É um dos muitos ângulos da questão. Pensa aí. Sozinho ninguém faz verão, muito menos uma revolução. Tem de ter pelo menos alguma da tal afinidade, que pode até ser tênue, mas precisa existir de verdade, e aí a gente vai, se junta, atraído, e atraindo-se entre si. Isso vale para o amor. Isso vale melhor ainda para a política. Só que nela precisamos arregimentar mais gente. Suponha que você amanhã de manhã acorde e, antes de levantar-se, se espreguiça e pensa: “Hoje, é hoje! Vou me juntar com quem mais quer melhorar o país”. Para que lado você vai? Pois é. Estou com esse problema. Tem muitas coisas que, penso, são indispensáveis para que o Brasil saia dessa faixa de caretice e esbórnia que nos assola. Mas tem um monte de gente que conheço que vai ficando na estrada cada vez que um item – digamos, mais sensível – desses, se apresenta.
Estamos fadados a nos juntarmos só em montinhos tal está o esfacelamento cultural, ético e social dessa terra que tem palmeiras e onde canta o sabiá. Daí ter constatado por que estamos parecendo caranguejos bêbados na orla da praia esperando a próxima onda. Ou avalanche.
Percebeu onde quero chegar? Igual a mim você também não está acreditando que já passaram mais de quinze dias de um prazo razoável para que o Eduardo Cunha se pinicasse, mas ele está ainda ali, com sua empáfia, e pior: com apoio de umas pessoas que pela lógica deveriam estar longe quilômetros dele? Pessoas que deveriam estar ao nosso lado. Vê só o número de pretensos oposicionistas que a gente vai riscando da lista. Agora soma os que a gente risca porque tropeçam diante das discussões sobre relações homoafetivas, descriminalização, aborto, família, para citar algumas barreiras ou o que pensam – se é que pensam – sobre clima, globalização, paredes pintadas com cor, minissaia, o bacon, ou flores do campo.

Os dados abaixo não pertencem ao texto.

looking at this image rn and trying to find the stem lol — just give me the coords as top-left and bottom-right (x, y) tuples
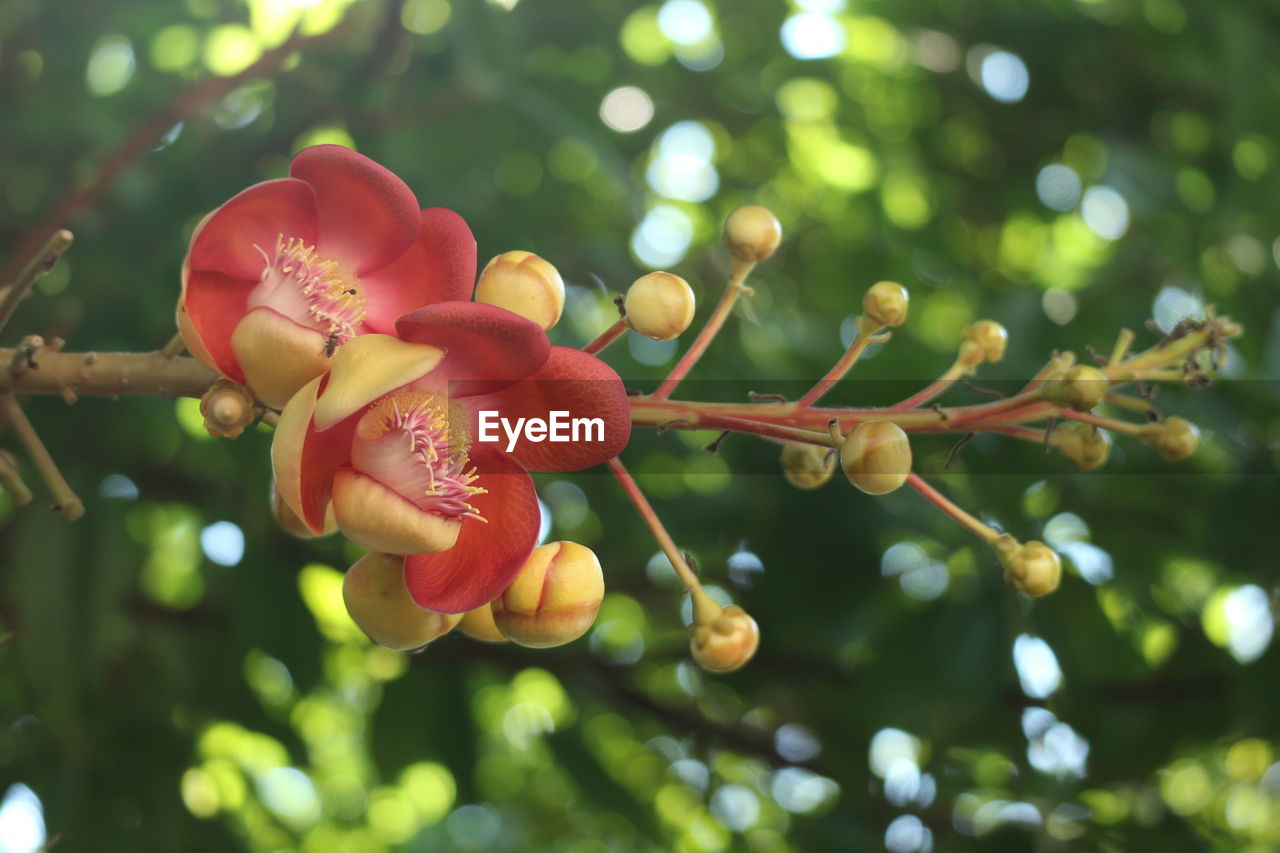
(1105, 320), (1230, 381)
(1058, 408), (1146, 437)
(607, 457), (722, 624)
(1108, 328), (1134, 366)
(0, 350), (217, 398)
(1104, 392), (1152, 415)
(1019, 354), (1072, 394)
(693, 413), (829, 446)
(991, 425), (1047, 444)
(0, 393), (83, 519)
(888, 360), (967, 411)
(650, 259), (755, 401)
(159, 332), (186, 360)
(793, 316), (884, 408)
(0, 450), (33, 506)
(905, 472), (999, 545)
(582, 318), (628, 356)
(0, 230), (74, 334)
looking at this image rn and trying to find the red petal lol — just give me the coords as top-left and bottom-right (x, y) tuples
(182, 268), (257, 381)
(361, 208), (478, 334)
(467, 346), (632, 472)
(187, 178), (318, 280)
(404, 449), (540, 613)
(271, 373), (360, 532)
(395, 301), (551, 396)
(290, 145), (420, 274)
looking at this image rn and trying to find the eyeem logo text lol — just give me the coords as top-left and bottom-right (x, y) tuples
(476, 411), (605, 452)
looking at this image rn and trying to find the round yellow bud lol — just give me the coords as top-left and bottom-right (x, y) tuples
(722, 205), (782, 262)
(1044, 364), (1108, 411)
(342, 552), (461, 650)
(839, 421), (912, 495)
(624, 272), (696, 341)
(961, 320), (1009, 366)
(475, 251), (565, 331)
(492, 541), (604, 648)
(270, 480), (337, 538)
(200, 379), (255, 439)
(1143, 416), (1200, 462)
(996, 538), (1061, 597)
(458, 602), (508, 644)
(1051, 422), (1112, 471)
(690, 605), (760, 673)
(863, 281), (909, 328)
(779, 442), (836, 490)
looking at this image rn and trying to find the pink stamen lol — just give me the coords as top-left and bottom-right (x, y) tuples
(249, 234), (367, 346)
(353, 391), (487, 523)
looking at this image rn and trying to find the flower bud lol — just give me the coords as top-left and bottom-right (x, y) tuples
(492, 541), (604, 648)
(996, 538), (1062, 597)
(722, 205), (782, 262)
(624, 272), (696, 341)
(839, 421), (912, 495)
(779, 442), (836, 490)
(270, 479), (337, 538)
(475, 251), (565, 331)
(690, 605), (760, 673)
(458, 602), (508, 644)
(960, 320), (1008, 366)
(862, 281), (909, 328)
(1044, 364), (1108, 411)
(200, 379), (256, 439)
(342, 551), (461, 650)
(1050, 422), (1112, 471)
(1141, 416), (1200, 462)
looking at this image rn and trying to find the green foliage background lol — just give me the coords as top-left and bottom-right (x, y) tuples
(2, 0), (1278, 850)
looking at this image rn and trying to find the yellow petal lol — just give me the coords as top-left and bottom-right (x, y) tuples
(343, 552), (461, 651)
(313, 334), (444, 432)
(332, 469), (461, 555)
(270, 374), (323, 531)
(231, 307), (333, 409)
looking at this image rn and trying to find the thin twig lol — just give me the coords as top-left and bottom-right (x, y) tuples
(0, 230), (74, 334)
(651, 259), (756, 401)
(0, 450), (33, 506)
(581, 318), (628, 356)
(944, 433), (975, 470)
(905, 472), (999, 545)
(962, 380), (1004, 400)
(0, 393), (83, 519)
(158, 332), (186, 360)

Vamos lá, você acordou e insiste que vai se juntar com quem quer melhorar o país. Melhor: já sabe que há quase um milhão de pessoas protestando nas ruas do seu país. Vai para sua avenida e quando chega lá tem de escolher ao lado de quem vai agitar sua bandeira: tem maluco de farda clamando por militares (mas você passou por isso e sabe a treva que é), imberbes garotos buscando projeção (você já viu um desses caçando marajás e não deu certo), contra Cunha, a favor, gritando bobagens desconexas como “a nossa bandeira nunca será vermelha”, que nunca entendi de onde veio a mixórdia dessa ideia.
Conselho: sai daí meio à francesa sacudindo sua bandeirinha, assobiando com o seu cartaz.
O melhor mesmo é procurar e achar algum aglomerado mais feliz que esteja sambando, cantando o hino a capela, mostrando a vida para o filho bebê ou para o cachorrinho que também foi no passeio vestido com a camiseta da seleção.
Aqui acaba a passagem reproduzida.